A passionate Sung-Hee Choi of South Korea – a long time, even a celebrated protester against U.S. policy in her country – spoke of brainwashing and militarisation, the scale of Washington’s bases and the complicity of Seoul in enforcing the old National Security Act against dissidents.

She warned:

“Do not believe what you see in the media. I do not want Korea to be a second Hawaii.”

Choi’s case has been particularly striking, a poster girl for non-violent resistance against naval construction on Jeju Island, specifically affecting Gangjeong Village. Such determination, which involved placing her body in front of construction equipment, proved so effective it led to state prosecutions and Choi’s imprisonment in Jeju Island prison in 2011.

Warren Smith, the MUA’s National Assistant Secretary, was punchy, determined and hopeful. His stump position has been familiar to those in union matters: unions are intrinsically linked to the peace movement. “Peace”, goes the slogan, “is union business”. But not all unions, cautions Smith, agree with this. Economics and the immediacy of the pay packet are all that matters to some. (He is careful not to mention names.)

For Smith, union politics and peace politics are webbed by the confrontation against the military complex — one that was, in turn, intimately connected to the profit motive. “The U.S. nuclear arsenal,” he reminded the audience, “is essentially privatised.”

Australia, he pressed, needed to be decoupled from the U.S. alliance system. For decades, it has become a source of grief for Australian citizens and families, propelling soldiers to feed Washington’s blood-soaked adventurism. It had also rendered Australian personnel culpable in the commission of war crimes. 

He said:

“We’re running drones out of the bush, killing kids.”

As to what pro-U.S union members would say to this? 

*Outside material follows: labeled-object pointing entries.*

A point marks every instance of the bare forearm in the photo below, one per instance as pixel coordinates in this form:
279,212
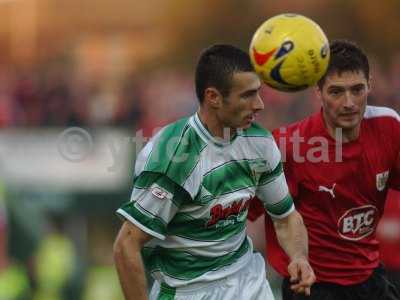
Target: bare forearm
128,260
292,236
131,275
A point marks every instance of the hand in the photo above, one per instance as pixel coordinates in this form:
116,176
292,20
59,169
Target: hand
301,276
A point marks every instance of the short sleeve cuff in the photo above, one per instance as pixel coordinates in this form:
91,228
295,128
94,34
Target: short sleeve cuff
284,215
280,209
149,224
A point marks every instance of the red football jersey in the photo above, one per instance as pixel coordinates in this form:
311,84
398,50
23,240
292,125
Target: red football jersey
388,232
339,191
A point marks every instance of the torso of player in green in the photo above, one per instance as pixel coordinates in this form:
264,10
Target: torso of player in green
191,192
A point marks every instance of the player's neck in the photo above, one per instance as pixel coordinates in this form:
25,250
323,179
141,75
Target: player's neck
211,123
346,135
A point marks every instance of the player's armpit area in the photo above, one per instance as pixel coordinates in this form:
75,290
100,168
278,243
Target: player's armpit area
130,236
256,209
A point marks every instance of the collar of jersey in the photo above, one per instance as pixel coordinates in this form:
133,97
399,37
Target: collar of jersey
206,135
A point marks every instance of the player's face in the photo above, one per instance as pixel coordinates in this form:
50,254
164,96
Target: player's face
344,98
239,109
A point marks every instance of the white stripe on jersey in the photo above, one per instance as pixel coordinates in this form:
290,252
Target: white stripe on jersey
201,248
380,111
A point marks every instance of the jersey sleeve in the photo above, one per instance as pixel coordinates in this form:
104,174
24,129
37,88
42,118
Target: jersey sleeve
394,181
283,142
256,209
273,190
154,202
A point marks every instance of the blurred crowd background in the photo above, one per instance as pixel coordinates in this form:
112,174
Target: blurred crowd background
115,68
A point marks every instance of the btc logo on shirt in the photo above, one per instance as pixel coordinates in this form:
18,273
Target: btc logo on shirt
358,222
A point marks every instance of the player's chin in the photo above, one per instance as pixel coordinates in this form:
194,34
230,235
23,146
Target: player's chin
247,124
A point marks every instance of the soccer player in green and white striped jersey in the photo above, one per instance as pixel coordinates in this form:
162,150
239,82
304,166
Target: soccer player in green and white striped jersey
186,221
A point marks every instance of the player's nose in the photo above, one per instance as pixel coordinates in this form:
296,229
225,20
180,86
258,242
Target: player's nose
348,100
258,104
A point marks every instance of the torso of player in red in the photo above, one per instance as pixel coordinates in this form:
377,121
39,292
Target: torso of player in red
340,192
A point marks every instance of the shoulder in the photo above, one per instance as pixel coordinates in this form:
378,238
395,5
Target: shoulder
305,127
380,119
174,152
381,113
256,130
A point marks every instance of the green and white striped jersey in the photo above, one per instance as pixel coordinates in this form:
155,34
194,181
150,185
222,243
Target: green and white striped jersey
191,192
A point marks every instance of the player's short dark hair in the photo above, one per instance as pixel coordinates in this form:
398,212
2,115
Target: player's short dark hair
216,67
345,56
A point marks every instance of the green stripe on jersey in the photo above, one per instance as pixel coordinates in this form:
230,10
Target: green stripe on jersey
146,179
182,265
268,177
185,226
166,292
152,222
255,130
229,177
176,152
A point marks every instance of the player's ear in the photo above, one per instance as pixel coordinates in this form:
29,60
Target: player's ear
213,97
369,82
318,92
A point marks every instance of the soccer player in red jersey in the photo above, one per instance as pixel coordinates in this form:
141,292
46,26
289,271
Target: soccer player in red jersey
339,164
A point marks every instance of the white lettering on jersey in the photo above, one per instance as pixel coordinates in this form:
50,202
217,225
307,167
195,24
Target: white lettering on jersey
358,222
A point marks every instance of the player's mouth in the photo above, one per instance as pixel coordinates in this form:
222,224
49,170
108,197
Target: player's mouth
349,115
251,118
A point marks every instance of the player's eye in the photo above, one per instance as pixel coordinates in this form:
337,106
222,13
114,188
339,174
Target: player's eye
249,94
335,92
358,89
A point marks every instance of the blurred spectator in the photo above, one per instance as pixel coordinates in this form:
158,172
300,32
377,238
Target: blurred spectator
14,282
389,236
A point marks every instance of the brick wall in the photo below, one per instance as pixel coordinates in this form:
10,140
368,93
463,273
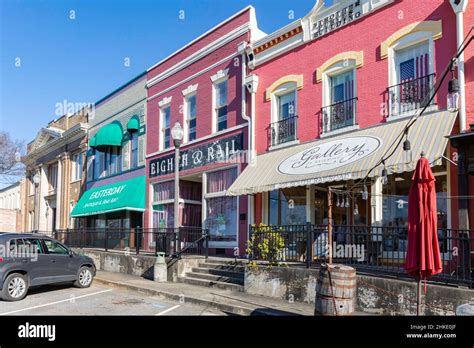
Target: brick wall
365,34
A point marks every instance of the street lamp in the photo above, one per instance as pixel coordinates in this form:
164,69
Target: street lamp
177,133
453,91
36,181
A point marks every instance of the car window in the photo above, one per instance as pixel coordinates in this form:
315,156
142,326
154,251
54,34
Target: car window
34,244
55,247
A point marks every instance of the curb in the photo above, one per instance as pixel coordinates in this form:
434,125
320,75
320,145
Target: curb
238,310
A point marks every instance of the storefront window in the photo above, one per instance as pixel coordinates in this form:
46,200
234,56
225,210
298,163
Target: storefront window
287,206
221,210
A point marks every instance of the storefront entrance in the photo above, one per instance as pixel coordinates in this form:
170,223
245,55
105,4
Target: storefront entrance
203,204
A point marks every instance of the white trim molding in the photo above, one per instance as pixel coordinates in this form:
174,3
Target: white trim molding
221,74
164,101
189,90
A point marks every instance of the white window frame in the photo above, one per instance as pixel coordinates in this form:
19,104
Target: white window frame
338,68
220,76
186,115
74,176
162,123
408,41
205,195
288,87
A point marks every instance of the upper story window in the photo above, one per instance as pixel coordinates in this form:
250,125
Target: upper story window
284,109
338,75
52,177
165,127
221,92
107,161
410,53
133,149
76,171
190,122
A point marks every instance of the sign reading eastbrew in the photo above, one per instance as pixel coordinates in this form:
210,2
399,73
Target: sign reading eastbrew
337,19
221,150
330,155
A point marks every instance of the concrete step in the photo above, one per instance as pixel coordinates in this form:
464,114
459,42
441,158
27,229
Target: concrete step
219,272
226,261
211,284
215,278
225,267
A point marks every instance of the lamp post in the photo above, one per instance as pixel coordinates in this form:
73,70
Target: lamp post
36,181
177,133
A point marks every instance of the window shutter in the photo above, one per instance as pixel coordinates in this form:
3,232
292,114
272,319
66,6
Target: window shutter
141,151
126,155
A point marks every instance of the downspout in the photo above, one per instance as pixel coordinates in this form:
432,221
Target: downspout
250,123
459,6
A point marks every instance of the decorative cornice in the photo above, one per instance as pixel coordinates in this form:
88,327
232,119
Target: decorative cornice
74,133
190,89
435,27
278,39
298,79
357,56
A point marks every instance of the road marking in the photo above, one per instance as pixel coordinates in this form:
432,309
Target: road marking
57,302
168,310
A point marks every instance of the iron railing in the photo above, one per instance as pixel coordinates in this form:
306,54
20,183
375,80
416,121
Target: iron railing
379,250
339,115
410,94
284,131
184,240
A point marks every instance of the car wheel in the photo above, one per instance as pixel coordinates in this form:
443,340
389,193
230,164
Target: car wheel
84,278
15,287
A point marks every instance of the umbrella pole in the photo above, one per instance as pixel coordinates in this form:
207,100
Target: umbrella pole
418,305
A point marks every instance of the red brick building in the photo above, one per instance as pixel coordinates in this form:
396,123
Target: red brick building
336,91
200,86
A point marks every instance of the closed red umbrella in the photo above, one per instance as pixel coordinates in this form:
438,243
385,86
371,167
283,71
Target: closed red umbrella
423,257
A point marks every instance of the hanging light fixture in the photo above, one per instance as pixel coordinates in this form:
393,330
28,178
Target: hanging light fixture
453,91
384,175
407,154
365,193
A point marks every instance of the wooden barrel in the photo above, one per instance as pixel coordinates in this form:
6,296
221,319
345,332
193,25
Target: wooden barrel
343,289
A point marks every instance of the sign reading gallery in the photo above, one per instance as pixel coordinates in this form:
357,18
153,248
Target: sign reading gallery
222,150
330,155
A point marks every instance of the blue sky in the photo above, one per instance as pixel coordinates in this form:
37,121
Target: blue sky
50,54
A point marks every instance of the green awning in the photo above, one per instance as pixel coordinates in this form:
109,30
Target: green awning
109,135
133,123
92,142
124,195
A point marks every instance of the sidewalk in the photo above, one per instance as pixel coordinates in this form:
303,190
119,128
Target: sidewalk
238,303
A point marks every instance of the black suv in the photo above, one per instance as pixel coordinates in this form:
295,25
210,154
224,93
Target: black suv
28,259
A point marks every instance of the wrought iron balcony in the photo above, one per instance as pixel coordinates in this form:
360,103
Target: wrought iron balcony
339,115
410,95
283,131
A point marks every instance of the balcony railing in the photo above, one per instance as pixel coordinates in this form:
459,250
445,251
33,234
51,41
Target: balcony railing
283,131
339,115
410,95
370,249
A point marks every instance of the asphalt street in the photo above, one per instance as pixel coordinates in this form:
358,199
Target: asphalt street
98,300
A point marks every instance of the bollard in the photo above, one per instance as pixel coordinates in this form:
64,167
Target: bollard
160,270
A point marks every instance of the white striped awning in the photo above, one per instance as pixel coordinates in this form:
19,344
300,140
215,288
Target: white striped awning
347,156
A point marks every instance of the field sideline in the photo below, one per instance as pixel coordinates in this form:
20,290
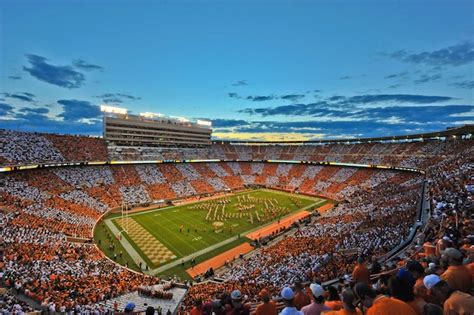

“I don’t care — it is wrong!”

No other presentation at this session encapsulated the U.S. purpose, its influence and its effect in Australia, more than that of scholar Vince Scappatura. Delivered with youthful confidence, he commenced by thanking the previous speakers for making his job “bloody difficult”. But he made hay of matters, delivering a competent overview of U.S. influence in Australian politics. And what influence!

The U.S., claimed Scappatura, was a clandestine empire working informally, in the shadows. Its cumulative investment in Australia had been staggering, just under $900 billion. It might all be well to worry about Chinese influence but any such efforts were dwarfed by the United States. There was just one problem: the U.S. presence was not even regarded as an interference. 

Citing an official’s comment, Scappatura quipped:

“Few Australians regard U.S. as a foreign country.”

Australian leaders, to that end, can be trusted to not merely be friendly to the U.S., but ardent devotees. U.S. largesse is directed less to convince Australian officials that the U.S. ought to be backed, but to re-enforce pre-existing sentiments. 

Mechanisms of “socialisation”, such as the U.S.-Australian leadership dialogues are designed with that purpose in mind, steadying any wobbling and turning the supporter into a flag-waving disciple. If you are not already bowing before the Stars and Stripes, do so. To that end, the exemplar is former Prime Minister Kevin Rudd, who rued his exclusive Asian focus on beginning to participate in such dialogues with his American friends.

Scappatura finishes in responding to questions that hope for the slimmest of hopes: that Australia’s leaders might wake up from a historical sleep, seize the independent ground, make their sovereign way. No, suggested Scappatura calmly: there was little hope in Australia’s leaders being “deprogrammed”. 

The process, in fact, was unrelentingly towards further integration, most notably with the U.S. war machine. From the dogma of interoperability of Australian defence systems with their U.S. counterparts, the future, claims former Labor leader Kim Beazley, is the "Deep State". A good thing, he suggests, on leaving his post as Australian ambassador to Washington. Australians, goes this line of flawed thinking, have nothing to worry about except, perhaps, continuing vassalage and being subcontracted to serve a global war machine.